К пушкинскому юбилею было выпущено многотомное академическое издание произведений великого поэта, издано много сборников его поэм и стихотворений. Читались лекции о жизни и творчестве поэта. В Москве состоялось торжественное юбилейное заседание, на котором присутствовало руководство страны. В этот период предприимчивые газетчики умудрялись даже строки великого поэта использовать в пропагандистских целях.
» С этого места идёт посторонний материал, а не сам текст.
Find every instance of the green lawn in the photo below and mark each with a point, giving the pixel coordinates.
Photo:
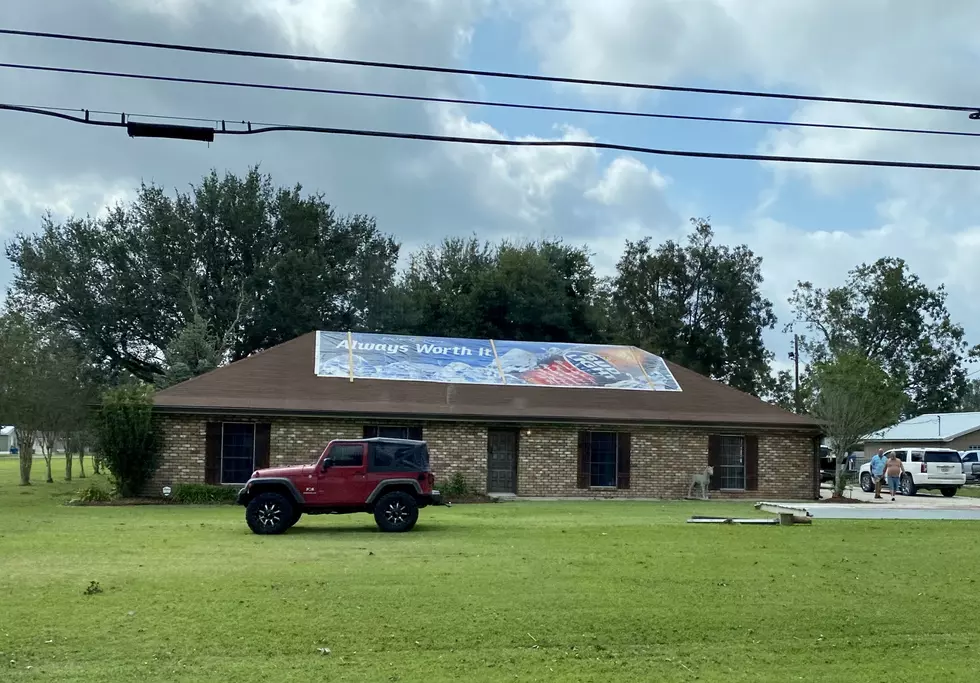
(511, 592)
– 5 декабря 1936 года на Чрезвычайном Всесоюзном съезде Советов с докладом о новой Конституции страны выступил Сталин. Вся страна слушала радиотрансляцию этого выступления. (Он говорил с сильно выраженным грузинским акцентом, что для меня оказалось неожиданным.) Сталин объявил, что Советский Союз уже вступил в первую фазу социализма, который, оказывается, можно строить в отдельно взятой стране, не дожидаясь всемирной пролетарской революции (это было чем-то новым в марксистско-ленинской теории социалистической революции). Докладчик заявил, что новая Конституция – самая демократическая в мире. Делегаты много раз прерывали его речь долгими овациями и здравицами. Съезд единогласно утвердил новую Конституцию, которая вскоре стала называться сталинской. Была назначена дата выборов в Верховный Совет СССР. Оставался год для подготовки к этому историческому событию.